Situs ini oleh pemerintah Republik Indonesia melalui Departemen Penidikan dan Kebudayaan dinyatakan dilindungi dengan Undang-Undang Nomor 5 Tahun 1992 tentang Benda Cagar Budaya. Sehingga terhadap situs ini dilarang untuk merusak, mengambil atau memindahkan, mengubah bentuk dan memisahkan bagian, kelompok dan kesatuan benda cagar budaya ini.
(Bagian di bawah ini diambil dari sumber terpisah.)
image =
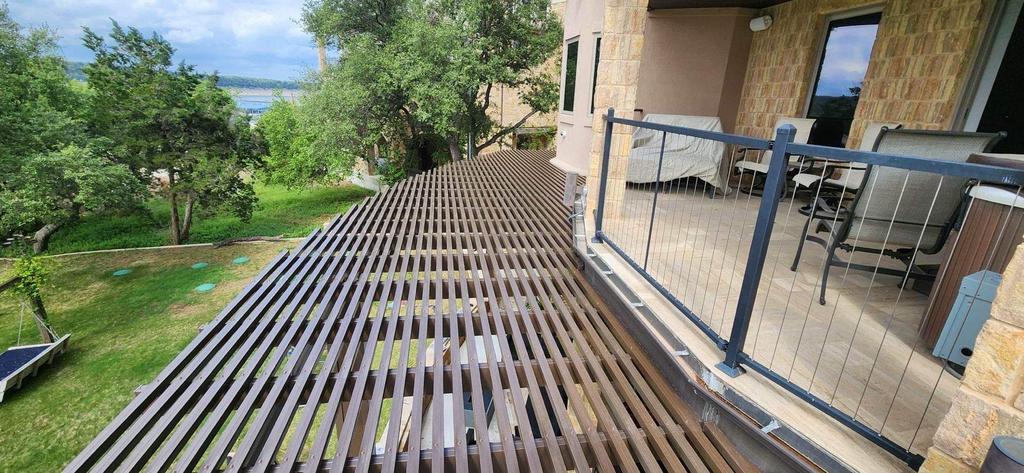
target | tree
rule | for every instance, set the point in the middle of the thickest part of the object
(50, 169)
(414, 74)
(30, 276)
(173, 121)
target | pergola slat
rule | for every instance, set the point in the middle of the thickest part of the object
(446, 311)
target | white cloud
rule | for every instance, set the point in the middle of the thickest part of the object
(236, 37)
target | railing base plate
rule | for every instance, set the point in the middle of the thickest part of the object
(729, 371)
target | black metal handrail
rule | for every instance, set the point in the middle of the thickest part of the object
(774, 189)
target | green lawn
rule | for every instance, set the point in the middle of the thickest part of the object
(282, 211)
(124, 331)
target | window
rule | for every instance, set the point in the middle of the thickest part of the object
(837, 86)
(571, 57)
(593, 84)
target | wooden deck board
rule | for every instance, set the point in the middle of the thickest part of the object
(450, 302)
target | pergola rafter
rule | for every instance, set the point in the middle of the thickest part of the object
(440, 325)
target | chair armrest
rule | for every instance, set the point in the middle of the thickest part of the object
(821, 209)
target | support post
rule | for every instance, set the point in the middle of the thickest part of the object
(653, 206)
(774, 184)
(603, 189)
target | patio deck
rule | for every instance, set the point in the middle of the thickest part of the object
(440, 325)
(853, 352)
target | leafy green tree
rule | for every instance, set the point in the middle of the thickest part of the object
(31, 275)
(415, 75)
(50, 170)
(171, 123)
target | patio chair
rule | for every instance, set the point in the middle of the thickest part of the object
(852, 173)
(893, 214)
(759, 168)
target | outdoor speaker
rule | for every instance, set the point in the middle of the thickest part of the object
(761, 23)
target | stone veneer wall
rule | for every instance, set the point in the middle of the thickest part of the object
(921, 62)
(989, 400)
(622, 45)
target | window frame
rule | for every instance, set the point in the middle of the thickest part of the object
(823, 43)
(576, 79)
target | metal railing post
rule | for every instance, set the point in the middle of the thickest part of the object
(653, 205)
(603, 189)
(774, 186)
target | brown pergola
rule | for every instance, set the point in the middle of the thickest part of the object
(440, 325)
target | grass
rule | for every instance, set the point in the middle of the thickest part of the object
(124, 331)
(282, 212)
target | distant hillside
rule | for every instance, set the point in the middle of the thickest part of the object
(75, 71)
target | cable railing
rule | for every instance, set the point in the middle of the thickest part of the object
(822, 269)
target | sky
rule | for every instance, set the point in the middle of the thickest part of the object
(847, 54)
(253, 38)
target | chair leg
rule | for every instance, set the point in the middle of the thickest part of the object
(800, 245)
(824, 271)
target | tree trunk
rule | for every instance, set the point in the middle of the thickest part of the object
(173, 198)
(454, 147)
(186, 224)
(42, 323)
(41, 240)
(322, 54)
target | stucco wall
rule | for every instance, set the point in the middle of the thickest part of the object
(694, 61)
(622, 47)
(584, 19)
(920, 65)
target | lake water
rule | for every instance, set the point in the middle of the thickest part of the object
(258, 100)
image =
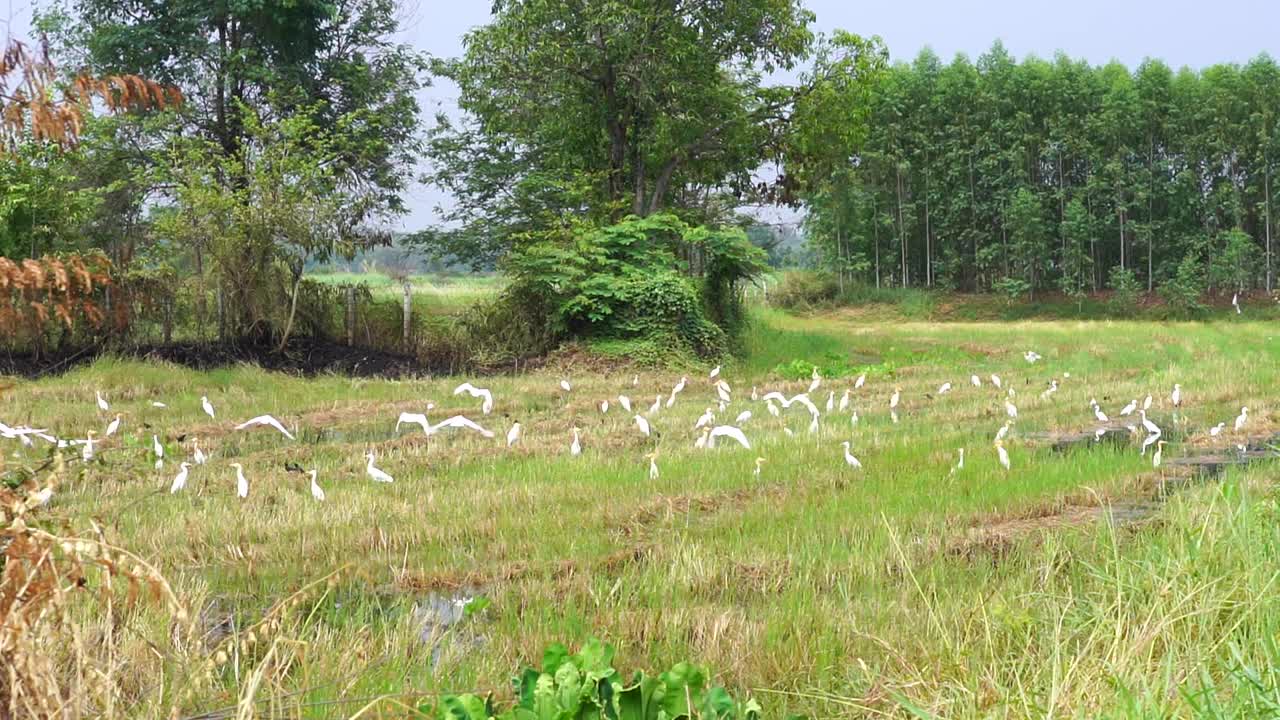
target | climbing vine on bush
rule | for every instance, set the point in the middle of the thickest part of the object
(652, 277)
Pola Perkampungan Masyarakat:
Di dalam Teluk Youtefa terdapat sekelompok suku yang tersebar dalam dua kampung yaitu Kampung Tobati dan Kampung Enggros yang dapat dijadikan sebagai salah satu tujuan wisata culture (kebudayaan).Penduduk Tobati dan Enggros berdiam di kampung-kampung yang disebut Nuch. Nuch dibangun di atas air dengan rumah bertiang. Jarak antara nuch Tobati dan Enggros kurang lebih 1 km. Perkampungan berbentuk linear, berjejer memanjang dan saling berhadapan.Penataan Kampung Enggros menghadap pintu masuk perairan Teluk Youtefa, sedangkan Kampung Tobati berjejer dari arah timur ke barat.Rumah berbentuk persegi panjang dengan ukuran rata-rata 8 x 6 meter. Rumah dibangun di atas tiang setinggi permukaan air (± 2m dari dasar laut). Lantai rumah dibuat dari nibun atau papan. Rangka rumah terbuat dari kayu dengan dinding dari gaba-gaba atau papan. Sebagian besar atap terbuat dari seng yang ditata berbentuk kerucut yang meruncing.Rumah Ondoafi berukuran lebih besar dari rumah penduduk dan pada bubungan rumah diberi hiasan ikan-ikan. Di depan rumah Ondoafi terdapat para-para besar (para adat) yang berfungsi sebagai tempat penyelenggaraan pesta adat, tempat menari, tempat pertemuan atau tempat penyelesaian sengketa.
Kebudayaan Masyarakat:
Wisata budaya terutama seni relief, tarian dan nyanyian dapat nikmati pengunjung di Kampung Tobati dan Enggros.Bentuk seni relief masyarakat Tobati dan Enggros merupakan aplikasi dari kekayaan alam yang terkandung di laut seperti ikan, udang, kerang-kerang dan bunga laut.Seni tari biasanya selalu diikuti dengan nyanyian.Musik yang digunakan untuk mengiringi tarian adalah tifa dan kelambut. Tari-tarian yang dikenal antara lain tari Fie (tarian di atas perahu untuk mengantar hasil buruan ke ondoafi), tari Warpu (tarian pada upacara pelantikan ondoafi besar), tarian pada upacara perkawinan dan tarian pada saat ondoafi meninggal.